With all new technologies come hazards, real and perceived. Will holding a cell phone at the side of your head for hours every day eventually fry your brain? Will radial keratotomy improve your eyesight or destroy it? It can be surprising how, when a technology becomes mainstream and is taken for granted, we forget the hazards, even the most real ones. We happily propel a ton-and-a-half of steel, glass and rubber around the country's roadways at 60 miles per hour, sometimes feet away from similar objects travelling at similar speed in the opposite direction, all the while with ten or more gallons of highly flamable liquid in a thin steel tank under the back seat. Yet, if someone puts a powerful electrical system in the car, we suddenly get nervous all over again. In this section, I'd like to talk about the hazards of Prius ownership.
A domestic electric clothes dryer (in the U.S.A.) operates at 220 volts and 30 amps. The Prius high voltage system runs at about 273 volts, a little more than the dryer. Currents can exceed 30 amps, but in the case of electric shock it's the current through you that does the damage and any system that can supply an amp or more is as dangerous as any other. How much damage you'll suffer from a 273 vold shock depends on your body resistance and how the shock passes through you. I happen to have experienced a 240 volt shock from one hand to the other, straight across the heart, with little more than temporary discomfort. But I was stupid. I grabbed the terminals of my father's arc welder without waiting for him to turn it off. If you're not stupid, you can operate a clothes dryer without worrying about electric shocks. Equally, and for the same reason, you can drive a Prius.
There's only one difference. It's a long time since I heard of domestic appliances crashing into each other in the basement. But, you hear of automobile accidents all the time. Suppose someone broke into your house and set about your clothes dryer with a sledge hammer. You come home and it has wires hanging out. Do you touch them? No, of course not. This is all it means when Toyota warn you not to touch wires hanging out of your car after an accident. The high voltage wires are wrapped in metal shields to protect them from cuts. They are colored orange. Compared to the other harm that can befall you in a car crash, I would say that the danger of electrical shock is insignificant.

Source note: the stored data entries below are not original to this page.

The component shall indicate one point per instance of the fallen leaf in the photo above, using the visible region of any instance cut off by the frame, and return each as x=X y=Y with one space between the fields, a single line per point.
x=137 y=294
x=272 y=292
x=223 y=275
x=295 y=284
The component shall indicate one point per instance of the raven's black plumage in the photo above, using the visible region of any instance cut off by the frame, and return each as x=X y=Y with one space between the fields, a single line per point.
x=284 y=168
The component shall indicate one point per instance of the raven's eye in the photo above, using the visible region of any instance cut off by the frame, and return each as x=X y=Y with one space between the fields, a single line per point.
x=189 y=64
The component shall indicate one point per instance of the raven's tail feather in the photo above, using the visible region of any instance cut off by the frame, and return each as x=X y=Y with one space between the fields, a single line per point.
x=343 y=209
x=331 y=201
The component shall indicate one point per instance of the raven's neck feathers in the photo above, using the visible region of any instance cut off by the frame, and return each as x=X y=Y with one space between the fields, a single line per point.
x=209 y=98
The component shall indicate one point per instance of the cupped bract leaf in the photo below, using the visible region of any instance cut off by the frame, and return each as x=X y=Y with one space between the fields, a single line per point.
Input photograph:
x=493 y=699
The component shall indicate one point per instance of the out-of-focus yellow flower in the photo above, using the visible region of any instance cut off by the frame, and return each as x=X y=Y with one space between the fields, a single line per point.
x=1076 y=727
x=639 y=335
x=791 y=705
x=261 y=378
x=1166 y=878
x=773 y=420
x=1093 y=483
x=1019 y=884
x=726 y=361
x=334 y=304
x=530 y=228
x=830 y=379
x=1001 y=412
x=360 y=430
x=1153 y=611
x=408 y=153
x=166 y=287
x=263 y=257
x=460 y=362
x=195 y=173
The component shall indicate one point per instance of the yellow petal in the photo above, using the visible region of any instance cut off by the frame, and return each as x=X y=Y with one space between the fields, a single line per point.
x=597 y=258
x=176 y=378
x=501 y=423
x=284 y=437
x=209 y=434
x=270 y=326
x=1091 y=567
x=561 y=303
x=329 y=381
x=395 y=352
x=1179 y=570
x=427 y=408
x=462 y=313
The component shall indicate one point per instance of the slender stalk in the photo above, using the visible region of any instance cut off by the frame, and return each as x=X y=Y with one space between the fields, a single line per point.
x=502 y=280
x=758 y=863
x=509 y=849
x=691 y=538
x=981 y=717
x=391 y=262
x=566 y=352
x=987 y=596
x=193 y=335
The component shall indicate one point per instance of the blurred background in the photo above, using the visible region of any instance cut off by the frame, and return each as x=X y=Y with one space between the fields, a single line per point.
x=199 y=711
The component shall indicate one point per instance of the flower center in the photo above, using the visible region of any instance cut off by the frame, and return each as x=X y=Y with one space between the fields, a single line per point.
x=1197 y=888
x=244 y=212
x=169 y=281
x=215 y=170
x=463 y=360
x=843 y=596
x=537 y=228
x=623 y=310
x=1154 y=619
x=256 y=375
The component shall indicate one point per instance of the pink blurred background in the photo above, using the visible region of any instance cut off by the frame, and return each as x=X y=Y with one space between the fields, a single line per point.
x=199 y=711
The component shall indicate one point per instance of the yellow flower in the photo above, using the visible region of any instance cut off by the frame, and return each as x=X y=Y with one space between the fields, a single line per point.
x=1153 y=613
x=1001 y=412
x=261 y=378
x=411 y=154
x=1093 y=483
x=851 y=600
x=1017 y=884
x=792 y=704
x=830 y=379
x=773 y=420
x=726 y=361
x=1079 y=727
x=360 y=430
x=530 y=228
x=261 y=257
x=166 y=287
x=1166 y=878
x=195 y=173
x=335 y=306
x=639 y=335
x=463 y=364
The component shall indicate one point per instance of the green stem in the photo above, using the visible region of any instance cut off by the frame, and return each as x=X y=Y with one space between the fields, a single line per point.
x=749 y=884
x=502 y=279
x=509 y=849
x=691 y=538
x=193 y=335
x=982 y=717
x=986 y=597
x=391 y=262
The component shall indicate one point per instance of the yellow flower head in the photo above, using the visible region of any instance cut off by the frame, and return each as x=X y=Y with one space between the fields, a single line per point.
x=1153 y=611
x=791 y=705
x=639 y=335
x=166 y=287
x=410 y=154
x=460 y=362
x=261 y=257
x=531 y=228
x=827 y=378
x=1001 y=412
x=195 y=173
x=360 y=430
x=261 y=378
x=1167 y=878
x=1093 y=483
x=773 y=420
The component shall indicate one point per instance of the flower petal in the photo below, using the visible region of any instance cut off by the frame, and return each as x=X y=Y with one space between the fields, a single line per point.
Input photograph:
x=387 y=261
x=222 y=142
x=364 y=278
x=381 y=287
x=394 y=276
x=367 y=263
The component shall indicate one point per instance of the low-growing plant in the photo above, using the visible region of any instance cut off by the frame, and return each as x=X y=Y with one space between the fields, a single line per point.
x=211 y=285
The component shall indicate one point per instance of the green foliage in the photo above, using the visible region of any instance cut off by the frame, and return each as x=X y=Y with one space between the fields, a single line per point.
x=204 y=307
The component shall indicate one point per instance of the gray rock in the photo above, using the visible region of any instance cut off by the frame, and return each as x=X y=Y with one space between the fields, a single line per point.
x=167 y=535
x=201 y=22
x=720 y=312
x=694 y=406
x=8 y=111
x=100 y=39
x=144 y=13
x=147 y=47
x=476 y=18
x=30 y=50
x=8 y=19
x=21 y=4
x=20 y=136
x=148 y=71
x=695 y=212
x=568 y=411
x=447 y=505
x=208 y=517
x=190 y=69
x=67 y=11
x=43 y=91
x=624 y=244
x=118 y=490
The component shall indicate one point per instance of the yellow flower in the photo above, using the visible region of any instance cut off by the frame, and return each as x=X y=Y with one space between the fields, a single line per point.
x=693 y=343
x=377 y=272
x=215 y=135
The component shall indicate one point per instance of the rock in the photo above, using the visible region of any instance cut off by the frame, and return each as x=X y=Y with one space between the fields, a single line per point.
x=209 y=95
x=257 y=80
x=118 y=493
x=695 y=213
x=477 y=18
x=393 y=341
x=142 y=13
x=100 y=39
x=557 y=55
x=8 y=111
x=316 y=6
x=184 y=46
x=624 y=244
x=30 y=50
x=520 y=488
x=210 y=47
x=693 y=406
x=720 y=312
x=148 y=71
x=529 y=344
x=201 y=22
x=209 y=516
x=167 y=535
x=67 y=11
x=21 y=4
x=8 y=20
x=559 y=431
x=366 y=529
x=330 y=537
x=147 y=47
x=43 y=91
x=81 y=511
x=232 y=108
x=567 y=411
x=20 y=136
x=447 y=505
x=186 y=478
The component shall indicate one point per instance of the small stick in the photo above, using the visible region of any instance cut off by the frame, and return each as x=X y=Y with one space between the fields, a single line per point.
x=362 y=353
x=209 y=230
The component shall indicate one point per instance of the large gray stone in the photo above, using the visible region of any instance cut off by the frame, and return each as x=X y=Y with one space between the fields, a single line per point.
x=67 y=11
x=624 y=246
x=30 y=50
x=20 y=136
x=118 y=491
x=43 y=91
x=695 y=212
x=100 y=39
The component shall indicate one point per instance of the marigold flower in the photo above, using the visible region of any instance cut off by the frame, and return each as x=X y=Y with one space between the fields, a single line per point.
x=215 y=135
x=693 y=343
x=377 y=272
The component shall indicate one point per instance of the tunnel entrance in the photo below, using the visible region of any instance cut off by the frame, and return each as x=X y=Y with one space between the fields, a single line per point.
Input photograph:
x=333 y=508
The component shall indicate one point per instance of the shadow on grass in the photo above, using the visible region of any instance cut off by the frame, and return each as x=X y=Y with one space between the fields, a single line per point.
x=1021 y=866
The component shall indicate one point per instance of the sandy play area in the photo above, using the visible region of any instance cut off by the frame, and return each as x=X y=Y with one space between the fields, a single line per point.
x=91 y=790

Cars have batteries. Batteries contain acid. Acid is dangerous. A car with powerful batteries must contain a lot of acid and be very dangerous, right?
The electrolyte in Nickel Metal Hydride batteries is potassium hydroxide. This is not acid, rather it is an alkali, the exact opposite. However, concentrated alkali can be as caustic and dangerous as acid, so there are warnings about spills. This should not be of any concern, however, because the location of the battery in the car protects it well and each cell of the battery contains very little electrolyte. By far the biggest secondary risk in a collision is, in my opinion, the gasoline, as with any normal car. But Toyota don't want to be sued for alkali burns just because they failed to include a warning.
I don't think "stealth" is a Toyota word, I think people in the yahoo discussion groups invented it to mean driving with the gas engine off. The implication is that you can sneak up on people, which is unfortunate because obviously this is not always a good idea.
Also, people talk of a stealth "mode". You can't
put the car in this mode, the car makes up its own mind when to run the ICE
and when not. You can influence the car by the way you drive, but you
should probably consider this "advanced Prius ownership" for now. In
fact, the philosophy of "Prius - just drive it" would have you leave it
up to the car. Those of us searching for extreme economy and a
fuller understanding of the car's workings are the ones talking
most about stealth or "EV" (electric vehicle) mode.